How can I measure the this factor by myself please?

With considerable difficulty! You would need to ramp up the winding current to detect the onset of core saturation, while measuring winding temperature to ensure over-heating (however you define that) doesn't occur.

 

[ronsimpson]

I agree with Alec_t.

For those that don't know where the numbers came from:
The transformer has a windings with a center cap.
The windings can be labeled 40VCT or dual 20V. That is RMS voltage not the voltage you get when rectified and filtered.
20V X 1.414 = 28 volts. 40V X 1.414 = 56 volts. The diodes peak rectify and you get the peak voltage.

Transformers are rated in RMS volts just like the power line is 110 or 220 VAC (RMS).
Most transformers are rated for RMS current. If you put a power resistor across the transformer it would deliver 6A of load current. The voltage and current will be sign wave. If you use diodes and rectify and filter before using the power the transformer will not deliver the 6A of current. The current is narrow pulses of current at the peak of the sign wave. The peak current might be 20 amps while the average is only 4A.

A 6A RMS rated transformer can only output about 4 amps after the rectification and filtering.

 

[Reloadron]

I like Colin's method. As in weigh it.

Additionally this is a good read on the subject. The available current and voltage downstream of rectification really depends on the filtering used.

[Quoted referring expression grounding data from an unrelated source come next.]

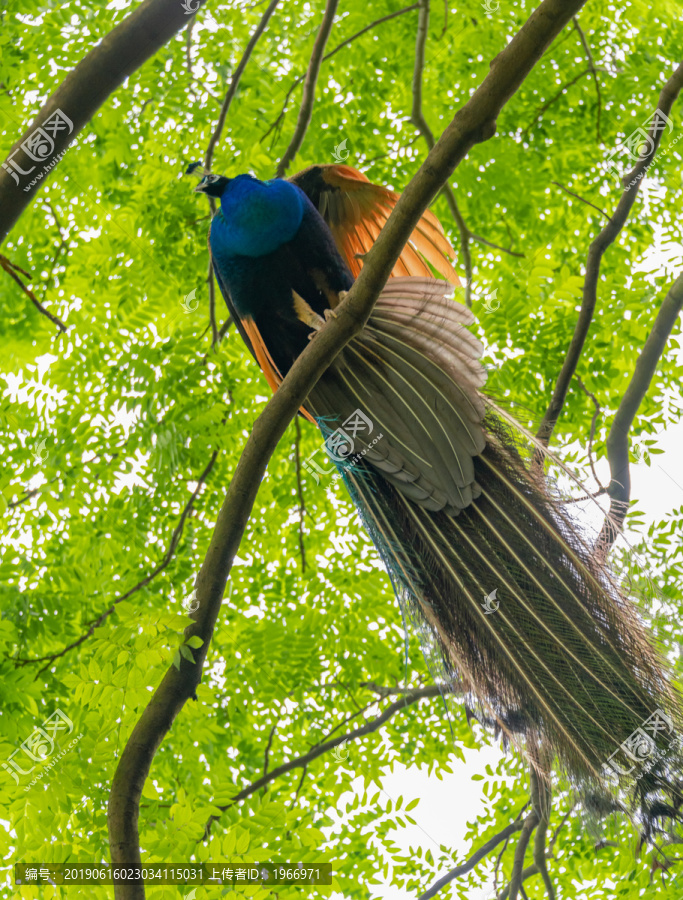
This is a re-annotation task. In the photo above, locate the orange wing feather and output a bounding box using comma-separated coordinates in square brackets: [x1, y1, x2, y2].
[311, 165, 460, 284]
[242, 317, 316, 425]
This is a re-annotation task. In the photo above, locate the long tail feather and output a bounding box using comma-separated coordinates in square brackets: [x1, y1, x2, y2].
[337, 414, 683, 835]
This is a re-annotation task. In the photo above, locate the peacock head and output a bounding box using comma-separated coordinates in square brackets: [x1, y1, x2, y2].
[194, 173, 231, 198]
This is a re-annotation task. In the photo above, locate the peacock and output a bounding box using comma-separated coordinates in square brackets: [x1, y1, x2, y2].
[191, 161, 683, 837]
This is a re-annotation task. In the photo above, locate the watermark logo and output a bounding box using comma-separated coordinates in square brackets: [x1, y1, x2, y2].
[605, 109, 676, 186]
[2, 109, 74, 190]
[32, 437, 48, 464]
[331, 740, 349, 762]
[1, 709, 83, 790]
[482, 589, 499, 614]
[181, 288, 199, 313]
[602, 708, 678, 780]
[182, 590, 200, 614]
[181, 0, 201, 13]
[304, 409, 384, 484]
[632, 441, 650, 465]
[481, 288, 500, 313]
[332, 138, 349, 164]
[481, 0, 499, 13]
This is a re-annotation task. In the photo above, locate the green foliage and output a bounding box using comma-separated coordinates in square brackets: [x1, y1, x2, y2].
[1, 0, 683, 898]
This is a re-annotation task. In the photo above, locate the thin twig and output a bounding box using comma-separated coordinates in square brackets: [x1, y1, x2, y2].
[324, 3, 419, 63]
[290, 764, 308, 806]
[573, 17, 603, 143]
[262, 4, 419, 145]
[263, 720, 278, 777]
[276, 0, 339, 177]
[410, 0, 473, 304]
[207, 258, 219, 348]
[0, 254, 67, 333]
[575, 375, 605, 490]
[470, 232, 525, 258]
[522, 69, 591, 138]
[551, 181, 611, 222]
[548, 802, 576, 852]
[201, 4, 280, 344]
[294, 417, 307, 572]
[204, 684, 445, 841]
[205, 0, 280, 172]
[14, 453, 218, 672]
[418, 819, 526, 900]
[534, 60, 683, 460]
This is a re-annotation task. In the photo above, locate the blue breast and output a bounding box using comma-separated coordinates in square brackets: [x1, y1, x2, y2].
[210, 175, 305, 258]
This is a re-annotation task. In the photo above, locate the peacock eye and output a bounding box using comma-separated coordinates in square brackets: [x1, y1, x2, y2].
[206, 174, 219, 183]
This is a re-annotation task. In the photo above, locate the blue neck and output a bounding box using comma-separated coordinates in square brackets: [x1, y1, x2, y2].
[211, 175, 305, 257]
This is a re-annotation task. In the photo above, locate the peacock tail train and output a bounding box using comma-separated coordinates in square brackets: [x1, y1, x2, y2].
[195, 163, 683, 838]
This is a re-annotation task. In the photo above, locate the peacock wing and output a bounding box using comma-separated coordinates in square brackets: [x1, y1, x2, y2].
[289, 165, 460, 284]
[304, 276, 487, 514]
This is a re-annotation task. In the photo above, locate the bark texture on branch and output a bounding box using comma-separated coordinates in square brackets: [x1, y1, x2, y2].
[534, 60, 683, 454]
[0, 0, 208, 244]
[107, 1, 589, 894]
[597, 272, 683, 552]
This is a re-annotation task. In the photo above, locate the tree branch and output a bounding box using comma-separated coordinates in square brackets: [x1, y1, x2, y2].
[0, 253, 67, 333]
[418, 818, 526, 900]
[522, 68, 591, 139]
[508, 805, 540, 900]
[263, 4, 419, 147]
[0, 0, 208, 243]
[534, 60, 683, 456]
[275, 0, 339, 178]
[573, 17, 603, 143]
[575, 374, 605, 491]
[106, 2, 590, 892]
[597, 271, 683, 553]
[530, 768, 555, 900]
[411, 0, 473, 305]
[294, 417, 307, 572]
[204, 684, 446, 841]
[551, 181, 610, 221]
[14, 452, 218, 673]
[204, 0, 280, 172]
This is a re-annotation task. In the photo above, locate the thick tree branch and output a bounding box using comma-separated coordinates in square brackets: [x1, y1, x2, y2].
[107, 2, 590, 893]
[534, 60, 683, 455]
[0, 0, 208, 243]
[508, 805, 540, 900]
[597, 271, 683, 552]
[276, 0, 339, 178]
[530, 769, 555, 900]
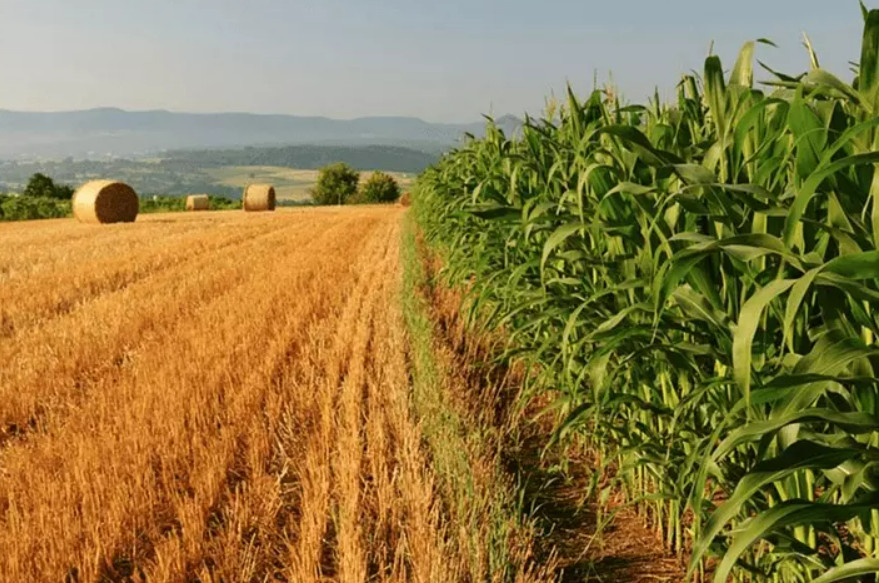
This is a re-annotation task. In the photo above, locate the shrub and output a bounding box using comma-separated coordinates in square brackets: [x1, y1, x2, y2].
[209, 195, 241, 210]
[355, 171, 400, 204]
[23, 173, 74, 200]
[140, 196, 186, 214]
[310, 163, 360, 205]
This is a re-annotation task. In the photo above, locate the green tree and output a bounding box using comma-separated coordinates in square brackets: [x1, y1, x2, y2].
[355, 171, 400, 204]
[23, 173, 74, 200]
[310, 163, 359, 205]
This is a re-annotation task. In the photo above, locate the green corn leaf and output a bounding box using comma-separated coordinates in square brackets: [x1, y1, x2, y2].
[725, 374, 879, 417]
[560, 301, 589, 350]
[673, 164, 716, 184]
[803, 69, 862, 104]
[732, 279, 797, 403]
[654, 251, 709, 316]
[604, 182, 656, 197]
[540, 222, 585, 277]
[672, 285, 730, 330]
[812, 559, 879, 583]
[792, 336, 879, 378]
[815, 272, 879, 303]
[782, 268, 821, 353]
[871, 164, 879, 250]
[690, 440, 864, 578]
[705, 54, 728, 137]
[789, 96, 826, 181]
[859, 9, 879, 94]
[730, 41, 755, 88]
[785, 151, 879, 247]
[712, 408, 879, 461]
[589, 303, 646, 339]
[822, 250, 879, 278]
[712, 233, 798, 261]
[758, 59, 805, 83]
[598, 125, 683, 166]
[802, 33, 820, 70]
[714, 497, 879, 583]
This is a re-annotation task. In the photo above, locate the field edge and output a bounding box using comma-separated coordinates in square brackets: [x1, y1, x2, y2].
[399, 211, 555, 582]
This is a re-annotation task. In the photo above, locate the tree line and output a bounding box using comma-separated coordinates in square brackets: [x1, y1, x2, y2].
[0, 164, 406, 221]
[310, 164, 402, 205]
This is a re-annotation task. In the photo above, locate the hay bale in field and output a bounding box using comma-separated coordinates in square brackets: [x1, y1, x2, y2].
[185, 194, 211, 211]
[72, 180, 139, 224]
[398, 192, 412, 207]
[242, 184, 276, 212]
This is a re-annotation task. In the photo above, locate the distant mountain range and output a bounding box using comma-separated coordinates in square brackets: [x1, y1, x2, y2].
[0, 108, 524, 160]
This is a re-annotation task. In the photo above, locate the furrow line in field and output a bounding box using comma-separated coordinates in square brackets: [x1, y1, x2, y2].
[331, 221, 392, 582]
[0, 216, 295, 341]
[182, 215, 395, 582]
[0, 213, 384, 582]
[215, 211, 449, 583]
[128, 214, 384, 582]
[359, 217, 448, 583]
[0, 214, 335, 441]
[168, 224, 373, 583]
[166, 212, 404, 583]
[0, 214, 376, 580]
[0, 216, 222, 281]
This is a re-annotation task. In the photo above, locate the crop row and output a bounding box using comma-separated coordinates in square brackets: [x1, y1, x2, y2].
[415, 8, 879, 582]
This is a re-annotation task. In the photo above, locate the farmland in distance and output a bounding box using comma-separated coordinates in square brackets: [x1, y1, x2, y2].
[205, 166, 416, 201]
[0, 143, 432, 200]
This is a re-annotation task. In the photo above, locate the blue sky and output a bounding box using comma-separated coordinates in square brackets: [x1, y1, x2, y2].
[0, 0, 867, 122]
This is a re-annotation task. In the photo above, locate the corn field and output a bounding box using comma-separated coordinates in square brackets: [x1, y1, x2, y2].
[415, 8, 879, 582]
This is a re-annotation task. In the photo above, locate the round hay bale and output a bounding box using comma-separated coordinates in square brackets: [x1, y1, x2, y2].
[72, 180, 139, 224]
[243, 184, 276, 212]
[186, 194, 211, 211]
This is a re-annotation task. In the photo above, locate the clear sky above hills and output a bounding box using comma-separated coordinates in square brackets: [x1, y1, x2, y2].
[0, 0, 865, 122]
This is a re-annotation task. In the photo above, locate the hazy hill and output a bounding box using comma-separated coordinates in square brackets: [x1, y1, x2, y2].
[0, 108, 524, 160]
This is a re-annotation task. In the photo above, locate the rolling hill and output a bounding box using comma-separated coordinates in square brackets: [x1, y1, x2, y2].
[0, 108, 523, 160]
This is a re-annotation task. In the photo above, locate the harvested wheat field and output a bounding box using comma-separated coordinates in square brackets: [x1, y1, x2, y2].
[0, 207, 555, 583]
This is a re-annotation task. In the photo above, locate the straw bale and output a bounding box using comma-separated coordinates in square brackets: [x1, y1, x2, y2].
[243, 184, 276, 212]
[186, 194, 210, 211]
[72, 180, 139, 224]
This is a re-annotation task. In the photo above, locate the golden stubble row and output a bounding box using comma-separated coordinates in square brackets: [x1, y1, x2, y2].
[0, 213, 292, 338]
[181, 209, 455, 583]
[0, 207, 463, 583]
[0, 212, 233, 283]
[0, 208, 366, 579]
[0, 212, 336, 438]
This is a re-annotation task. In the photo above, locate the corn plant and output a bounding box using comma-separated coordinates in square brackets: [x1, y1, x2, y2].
[415, 7, 879, 582]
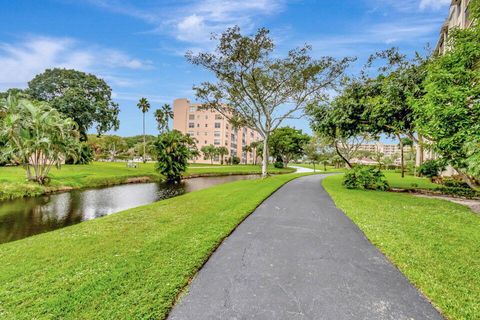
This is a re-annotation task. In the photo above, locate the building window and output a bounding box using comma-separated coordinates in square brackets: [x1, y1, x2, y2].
[215, 122, 221, 129]
[214, 139, 221, 145]
[205, 115, 209, 120]
[214, 131, 221, 137]
[189, 114, 195, 120]
[226, 124, 229, 129]
[205, 140, 208, 144]
[205, 132, 208, 136]
[188, 123, 195, 128]
[188, 131, 194, 136]
[189, 106, 196, 112]
[215, 114, 223, 120]
[197, 123, 200, 128]
[205, 124, 208, 128]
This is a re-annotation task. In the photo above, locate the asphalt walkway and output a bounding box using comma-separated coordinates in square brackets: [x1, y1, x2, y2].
[168, 174, 443, 320]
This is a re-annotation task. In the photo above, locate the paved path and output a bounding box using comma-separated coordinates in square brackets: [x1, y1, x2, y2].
[168, 175, 443, 320]
[290, 165, 316, 173]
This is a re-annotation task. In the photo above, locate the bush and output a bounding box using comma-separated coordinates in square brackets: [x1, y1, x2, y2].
[230, 156, 241, 165]
[343, 166, 389, 191]
[436, 186, 479, 199]
[418, 160, 445, 179]
[274, 161, 284, 169]
[441, 177, 471, 189]
[65, 143, 94, 165]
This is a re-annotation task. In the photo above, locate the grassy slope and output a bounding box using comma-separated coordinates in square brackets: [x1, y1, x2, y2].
[0, 162, 294, 201]
[323, 174, 480, 320]
[383, 171, 438, 190]
[0, 173, 308, 319]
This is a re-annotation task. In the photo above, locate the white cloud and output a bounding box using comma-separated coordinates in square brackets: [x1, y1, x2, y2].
[419, 0, 451, 10]
[0, 36, 152, 90]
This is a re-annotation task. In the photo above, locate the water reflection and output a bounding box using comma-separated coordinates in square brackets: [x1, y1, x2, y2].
[0, 175, 258, 244]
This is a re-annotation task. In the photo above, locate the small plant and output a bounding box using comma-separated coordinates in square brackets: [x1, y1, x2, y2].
[274, 161, 284, 169]
[411, 183, 419, 188]
[442, 177, 471, 189]
[418, 160, 445, 180]
[343, 166, 389, 191]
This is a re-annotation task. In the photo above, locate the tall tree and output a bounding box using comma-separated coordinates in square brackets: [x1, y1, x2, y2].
[186, 26, 351, 178]
[27, 68, 120, 139]
[154, 104, 174, 133]
[137, 97, 151, 163]
[269, 127, 310, 167]
[242, 145, 253, 164]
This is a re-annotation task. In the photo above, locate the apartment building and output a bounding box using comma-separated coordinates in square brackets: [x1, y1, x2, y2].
[356, 142, 410, 158]
[436, 0, 472, 54]
[173, 98, 261, 164]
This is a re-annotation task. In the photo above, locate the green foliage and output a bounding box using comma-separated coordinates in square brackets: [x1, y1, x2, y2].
[343, 166, 389, 191]
[155, 130, 193, 182]
[0, 95, 80, 184]
[200, 144, 218, 164]
[436, 186, 479, 199]
[414, 3, 480, 179]
[27, 68, 120, 138]
[418, 160, 445, 179]
[442, 177, 471, 189]
[274, 161, 284, 169]
[217, 146, 229, 164]
[154, 104, 173, 133]
[269, 127, 310, 166]
[65, 143, 94, 165]
[230, 155, 241, 165]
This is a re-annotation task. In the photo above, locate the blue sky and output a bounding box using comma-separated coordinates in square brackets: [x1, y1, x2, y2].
[0, 0, 451, 136]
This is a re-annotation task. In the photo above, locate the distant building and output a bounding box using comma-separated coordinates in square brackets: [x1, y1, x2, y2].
[173, 98, 261, 164]
[355, 142, 411, 158]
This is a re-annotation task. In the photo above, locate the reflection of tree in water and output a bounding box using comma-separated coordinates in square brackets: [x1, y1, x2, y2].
[155, 181, 186, 200]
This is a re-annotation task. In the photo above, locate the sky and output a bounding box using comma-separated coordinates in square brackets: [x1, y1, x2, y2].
[0, 0, 452, 137]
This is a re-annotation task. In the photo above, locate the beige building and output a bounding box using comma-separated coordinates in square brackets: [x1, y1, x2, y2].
[173, 98, 261, 164]
[436, 0, 473, 55]
[356, 142, 410, 158]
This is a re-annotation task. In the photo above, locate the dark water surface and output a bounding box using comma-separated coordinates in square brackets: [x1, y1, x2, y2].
[0, 175, 258, 244]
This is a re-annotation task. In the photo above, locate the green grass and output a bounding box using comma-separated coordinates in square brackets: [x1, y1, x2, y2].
[0, 162, 294, 201]
[0, 173, 309, 319]
[383, 171, 438, 190]
[323, 174, 480, 320]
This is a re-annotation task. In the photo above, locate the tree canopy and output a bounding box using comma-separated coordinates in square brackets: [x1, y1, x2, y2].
[27, 68, 120, 139]
[187, 26, 351, 177]
[269, 127, 310, 167]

Also, as mentioned in the link, the diode drop is not figured in.

Also Ron, is it that:

The diodes peak rectify and you get the peak voltage.

or is it only that with a cap out there for filtering the cap charges to the peak value (1.414 * RMS value less diode drop)? Sans a cap I don't think we would see anything above the rectified RMS value less diode drop so the 1.414 would not apply.

Ron

 

[ronsimpson]

It looks to me that DrPower is measuring the output with out a load so it is 1.414, less the diode drop.

I went back and looked at post #1. He said he gets +/- 56 volts. We (I) read that as 56 volts, which is what you would get from a 40 volts (CT) transformer with full wave rectification and little load. (maybe 55 or 54 because of the diodes) and (56 volts if the line is 5 volts high)

If he is really getting +56 and -56 then it is not at 20 volt transformer.

Dr.Power needs to give us more information. Is it really +/-56 volts?
Transformer: 20 volts dual CT, or 40 volts CT, or 40 CT+40 CT, ????
Why get transformers from e-bay?

 

[audioguru]

The datasheet for his audio amplifier IC says that its output with a plus and minus 28V supply is 68W into 4 ohms. Its heating is 47W so a stereo amplifier takes 230W when playing at full blast. The 40V center-tapped current is 230W/40V= 5.75A.

But nobody plays music or speech continuously at full blast so a 4A transformer will be fine. The transformer will get pretty hot but it should not melt.

 

[Roff]

<snip> The current is not narrow pulses of current at the peak of the sign wave.<snip>

This is an unfortunate typo, as it makes the meaning exactly the opposite of what was intended.
I'm pretty sure he meant

The current is now narrow pulses of current at the peak of the sine wave.

 

[ronsimpson]

Thank you Ron. I will go back and edit that.